Abnormal uterine artery Doppler velocimetry at 18 to 24 weeks’ gestation. Several observational studies reported an association between elevated uterine artery resistance as measured by Doppler (with or without presence of a notch) in the second trimester and subsequent preeclampsia and/or IUGR. The reported rates of preeclampsia among women with abnormal Doppler results range from 6% to 40%. The risk varies depending on the site measured, gestational age at time of measurement, normal indices used, abnormality on repeat measurement, and population studied.
A systemic review of 27 studies, which included approximately 13,000 women, revealed that an abnormal uterine artery Doppler waveform increases the risk of preeclampsia by 4- to 6-fold, compared to normal Doppler results. The review concluded that uterine artery Doppler evaluation has a limited value as a screening test to predict preeclampsia.

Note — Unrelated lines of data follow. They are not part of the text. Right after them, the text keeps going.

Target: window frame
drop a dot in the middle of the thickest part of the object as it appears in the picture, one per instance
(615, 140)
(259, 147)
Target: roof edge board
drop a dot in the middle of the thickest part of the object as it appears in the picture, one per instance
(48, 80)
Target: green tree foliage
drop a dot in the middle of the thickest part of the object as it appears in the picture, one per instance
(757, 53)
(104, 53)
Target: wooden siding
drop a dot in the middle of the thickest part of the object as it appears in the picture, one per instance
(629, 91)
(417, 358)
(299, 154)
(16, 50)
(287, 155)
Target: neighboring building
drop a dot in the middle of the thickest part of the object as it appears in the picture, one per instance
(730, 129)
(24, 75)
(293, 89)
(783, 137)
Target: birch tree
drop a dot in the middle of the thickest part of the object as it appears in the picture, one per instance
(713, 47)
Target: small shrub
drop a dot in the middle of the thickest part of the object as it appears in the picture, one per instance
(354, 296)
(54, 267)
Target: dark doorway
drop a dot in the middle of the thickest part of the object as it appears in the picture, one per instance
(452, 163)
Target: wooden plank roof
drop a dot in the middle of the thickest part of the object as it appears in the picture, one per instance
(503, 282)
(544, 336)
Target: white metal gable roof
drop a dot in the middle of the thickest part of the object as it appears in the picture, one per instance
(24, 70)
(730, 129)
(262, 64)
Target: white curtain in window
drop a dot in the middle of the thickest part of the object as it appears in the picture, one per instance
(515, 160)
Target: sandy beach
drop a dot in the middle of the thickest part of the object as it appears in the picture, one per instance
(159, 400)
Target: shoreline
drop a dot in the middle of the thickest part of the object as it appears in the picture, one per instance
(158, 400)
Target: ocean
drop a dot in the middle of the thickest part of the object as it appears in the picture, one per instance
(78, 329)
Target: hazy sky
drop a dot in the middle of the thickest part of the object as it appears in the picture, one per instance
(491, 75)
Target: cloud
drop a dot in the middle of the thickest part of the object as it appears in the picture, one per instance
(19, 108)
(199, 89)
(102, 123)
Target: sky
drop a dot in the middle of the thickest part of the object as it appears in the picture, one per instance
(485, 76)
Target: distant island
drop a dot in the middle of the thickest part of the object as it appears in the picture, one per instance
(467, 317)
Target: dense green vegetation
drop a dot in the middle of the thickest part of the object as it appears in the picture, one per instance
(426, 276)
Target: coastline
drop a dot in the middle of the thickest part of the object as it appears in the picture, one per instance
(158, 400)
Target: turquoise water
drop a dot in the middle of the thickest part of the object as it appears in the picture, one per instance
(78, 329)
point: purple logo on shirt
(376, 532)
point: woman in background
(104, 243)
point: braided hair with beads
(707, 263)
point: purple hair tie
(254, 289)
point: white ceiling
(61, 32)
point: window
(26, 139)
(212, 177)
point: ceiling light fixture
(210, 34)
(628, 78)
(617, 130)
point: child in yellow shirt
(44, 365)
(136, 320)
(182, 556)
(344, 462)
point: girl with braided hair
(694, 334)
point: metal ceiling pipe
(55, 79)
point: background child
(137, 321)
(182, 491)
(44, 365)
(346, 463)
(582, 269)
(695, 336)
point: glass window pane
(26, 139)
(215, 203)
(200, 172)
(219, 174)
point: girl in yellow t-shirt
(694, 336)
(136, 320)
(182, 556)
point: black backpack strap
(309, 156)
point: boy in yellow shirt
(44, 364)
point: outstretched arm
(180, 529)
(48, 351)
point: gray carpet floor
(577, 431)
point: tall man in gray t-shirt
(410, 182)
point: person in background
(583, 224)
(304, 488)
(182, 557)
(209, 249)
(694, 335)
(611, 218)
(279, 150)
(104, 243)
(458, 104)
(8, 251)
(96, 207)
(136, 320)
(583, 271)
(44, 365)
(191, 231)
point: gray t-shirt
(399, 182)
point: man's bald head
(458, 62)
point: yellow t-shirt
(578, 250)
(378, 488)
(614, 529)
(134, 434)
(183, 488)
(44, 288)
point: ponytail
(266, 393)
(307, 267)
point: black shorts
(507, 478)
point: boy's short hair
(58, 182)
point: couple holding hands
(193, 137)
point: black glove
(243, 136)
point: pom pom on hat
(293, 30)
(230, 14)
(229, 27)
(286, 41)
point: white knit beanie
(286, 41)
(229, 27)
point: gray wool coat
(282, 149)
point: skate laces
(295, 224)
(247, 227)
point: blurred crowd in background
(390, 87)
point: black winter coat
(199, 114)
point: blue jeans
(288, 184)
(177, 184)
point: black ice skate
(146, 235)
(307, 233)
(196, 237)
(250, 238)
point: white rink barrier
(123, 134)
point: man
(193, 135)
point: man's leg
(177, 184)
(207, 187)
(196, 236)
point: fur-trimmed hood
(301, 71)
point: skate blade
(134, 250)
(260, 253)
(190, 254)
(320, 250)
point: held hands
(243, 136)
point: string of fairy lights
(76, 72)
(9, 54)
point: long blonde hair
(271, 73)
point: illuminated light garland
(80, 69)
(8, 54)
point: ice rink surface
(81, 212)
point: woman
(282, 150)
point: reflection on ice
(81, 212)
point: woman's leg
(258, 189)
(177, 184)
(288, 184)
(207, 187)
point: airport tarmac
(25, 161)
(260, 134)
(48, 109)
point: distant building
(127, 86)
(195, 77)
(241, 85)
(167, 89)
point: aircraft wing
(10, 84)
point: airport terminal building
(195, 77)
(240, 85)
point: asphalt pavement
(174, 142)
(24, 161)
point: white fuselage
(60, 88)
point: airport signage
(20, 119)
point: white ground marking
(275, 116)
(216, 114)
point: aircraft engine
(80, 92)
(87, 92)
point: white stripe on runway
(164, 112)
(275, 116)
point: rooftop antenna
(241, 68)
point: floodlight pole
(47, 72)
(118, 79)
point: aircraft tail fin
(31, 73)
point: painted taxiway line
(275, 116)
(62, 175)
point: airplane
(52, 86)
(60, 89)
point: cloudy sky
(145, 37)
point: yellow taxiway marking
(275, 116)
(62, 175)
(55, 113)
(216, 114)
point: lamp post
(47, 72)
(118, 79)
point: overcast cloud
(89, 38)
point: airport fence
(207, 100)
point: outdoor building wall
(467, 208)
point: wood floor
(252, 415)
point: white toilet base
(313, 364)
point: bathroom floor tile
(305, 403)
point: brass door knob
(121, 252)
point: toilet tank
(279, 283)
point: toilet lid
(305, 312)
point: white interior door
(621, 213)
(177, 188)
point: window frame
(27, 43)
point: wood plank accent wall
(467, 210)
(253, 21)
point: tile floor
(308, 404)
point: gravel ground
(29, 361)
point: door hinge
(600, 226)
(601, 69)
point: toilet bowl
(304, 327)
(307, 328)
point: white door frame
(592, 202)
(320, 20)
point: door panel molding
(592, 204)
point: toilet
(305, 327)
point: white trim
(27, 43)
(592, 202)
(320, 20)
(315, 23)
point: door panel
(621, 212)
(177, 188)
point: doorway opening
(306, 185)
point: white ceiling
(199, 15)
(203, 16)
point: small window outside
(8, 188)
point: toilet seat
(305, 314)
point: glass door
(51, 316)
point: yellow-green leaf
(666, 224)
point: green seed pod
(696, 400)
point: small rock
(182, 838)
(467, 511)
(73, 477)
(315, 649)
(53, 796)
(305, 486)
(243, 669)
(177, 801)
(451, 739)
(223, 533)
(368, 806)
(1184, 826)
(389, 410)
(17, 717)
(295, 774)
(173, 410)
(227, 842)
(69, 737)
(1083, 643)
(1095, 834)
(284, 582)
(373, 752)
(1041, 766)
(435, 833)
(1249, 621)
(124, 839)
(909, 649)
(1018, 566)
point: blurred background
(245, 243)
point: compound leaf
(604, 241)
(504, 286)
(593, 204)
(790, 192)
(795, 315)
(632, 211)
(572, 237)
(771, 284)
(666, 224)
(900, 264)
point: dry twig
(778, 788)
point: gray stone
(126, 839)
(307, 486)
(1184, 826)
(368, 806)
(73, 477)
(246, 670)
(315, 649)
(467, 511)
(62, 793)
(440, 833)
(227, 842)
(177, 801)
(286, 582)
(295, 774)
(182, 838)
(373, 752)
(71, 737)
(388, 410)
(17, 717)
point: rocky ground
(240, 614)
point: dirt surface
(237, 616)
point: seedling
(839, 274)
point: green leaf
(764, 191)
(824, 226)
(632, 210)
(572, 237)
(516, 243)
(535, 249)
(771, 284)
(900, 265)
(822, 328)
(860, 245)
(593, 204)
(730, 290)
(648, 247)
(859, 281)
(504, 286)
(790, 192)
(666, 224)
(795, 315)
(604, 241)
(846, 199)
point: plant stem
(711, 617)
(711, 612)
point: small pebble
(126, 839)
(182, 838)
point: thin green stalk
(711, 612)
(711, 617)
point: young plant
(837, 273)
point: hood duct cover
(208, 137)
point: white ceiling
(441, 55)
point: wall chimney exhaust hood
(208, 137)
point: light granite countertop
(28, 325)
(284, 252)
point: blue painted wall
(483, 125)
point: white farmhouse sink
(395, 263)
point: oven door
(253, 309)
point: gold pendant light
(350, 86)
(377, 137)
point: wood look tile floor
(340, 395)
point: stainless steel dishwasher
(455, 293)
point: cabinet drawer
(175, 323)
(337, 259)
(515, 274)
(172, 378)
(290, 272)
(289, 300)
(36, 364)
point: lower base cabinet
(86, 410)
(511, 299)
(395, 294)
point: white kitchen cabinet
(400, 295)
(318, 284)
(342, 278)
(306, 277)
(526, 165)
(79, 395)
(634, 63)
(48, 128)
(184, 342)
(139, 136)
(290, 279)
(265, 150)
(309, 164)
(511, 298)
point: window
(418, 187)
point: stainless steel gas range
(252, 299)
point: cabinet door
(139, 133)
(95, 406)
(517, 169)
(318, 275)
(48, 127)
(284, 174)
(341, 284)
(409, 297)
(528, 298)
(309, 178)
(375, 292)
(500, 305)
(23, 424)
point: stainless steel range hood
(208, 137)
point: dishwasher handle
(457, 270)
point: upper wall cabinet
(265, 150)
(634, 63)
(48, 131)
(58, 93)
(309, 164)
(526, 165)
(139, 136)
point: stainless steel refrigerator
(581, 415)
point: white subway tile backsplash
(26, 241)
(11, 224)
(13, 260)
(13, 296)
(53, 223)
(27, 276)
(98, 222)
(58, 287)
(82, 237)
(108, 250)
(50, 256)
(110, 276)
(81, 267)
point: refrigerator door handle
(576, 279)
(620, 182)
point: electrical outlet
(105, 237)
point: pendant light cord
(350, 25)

What should the physician do when faced with an ultrasound report indicating an abnormal uterine artery Doppler finding?
Is low-dose aspirin helpful? Several randomized trials evaluated the potential role of low-dose aspirin in reducing the risk of preeclampsia in women with abnormal uterine artery Doppler indices. A meta-analysis suggested that low-dose aspirin significantly reduced the rate of preeclampsia (16% in placebo versus 10% with aspirin, odds ratio of 0.55). This analysis included a total of 498 subjects.
In contrast, a recent randomized trial in 560 women with abnormal uterine artery Doppler at 23 weeks’, who were assigned to aspirin 150 mg or placebo, found no differences in rates of preeclampsia (18% versus 19%) or in preeclampsia requiring delivery before 34 weeks’ (6% versus 8%). A similar randomized trial using 100 mg aspirin daily in 237 women with abnormal uterine artery Doppler at 22 to 24 weeks revealed no reduction in rate of preeclampsia compared to placebo.
Consequently, low-dose aspirin is not recommended for prevention of preeclamp-sia in these women.
Close surveillance is warranted. Although there is no available proven therapy to reduce the risk of preeclampsia in these women, they should be closely observed because of the increased rate of adverse outcomes, including preeclampsia.
Pregnancy-related risk factors for preeclampsia
Magnitude of risk depends on the number of factors
Unexplained midtrimester elevations of serum AFP, HCG, inhibin-A
10 to 30%
Abnormal uterine artery Doppler velocimetry
0 to 30%
Hydrops/hydropic degeneration of placenta
10 to 20%
Multifetal gestation (depends on number of fetuses and maternal age)
Partner who fathered preeclampsia in another woman
8 to 10%
Gestational diabetes mellitus
8 to 10%
Limited sperm exposure (teenage pregnancy)
6 to 7%
Donor insemination, oocyte donation
Unexplained persistent proteinuria or hematuria
Unexplained fetal growth restriction
Step 2Watch for signal findings, diagnose preeclampsia early
Signs and symptoms may call for close surveillance at any time. Early detection of preeclampsia is the best way to reduce adverse outcomes.
Prenatal care does not prevent preeclampsia, of course. All pregnant women are at risk, some more than others. Still, adequate and proper prenatal care is the best strategy to detect preeclampsia early.
We may need to modify the frequency and type of maternal and fetal surveillance at any time. Thus, patients with multiple risk factors or risk exceeding 10% should have more frequent visits, especially beyond 24 weeks. Maternal blood pressure (both systolic and diastolic), urine protein values, abrupt and excessive weight gain, maternal symptoms, and fetal growth warrant particular attention.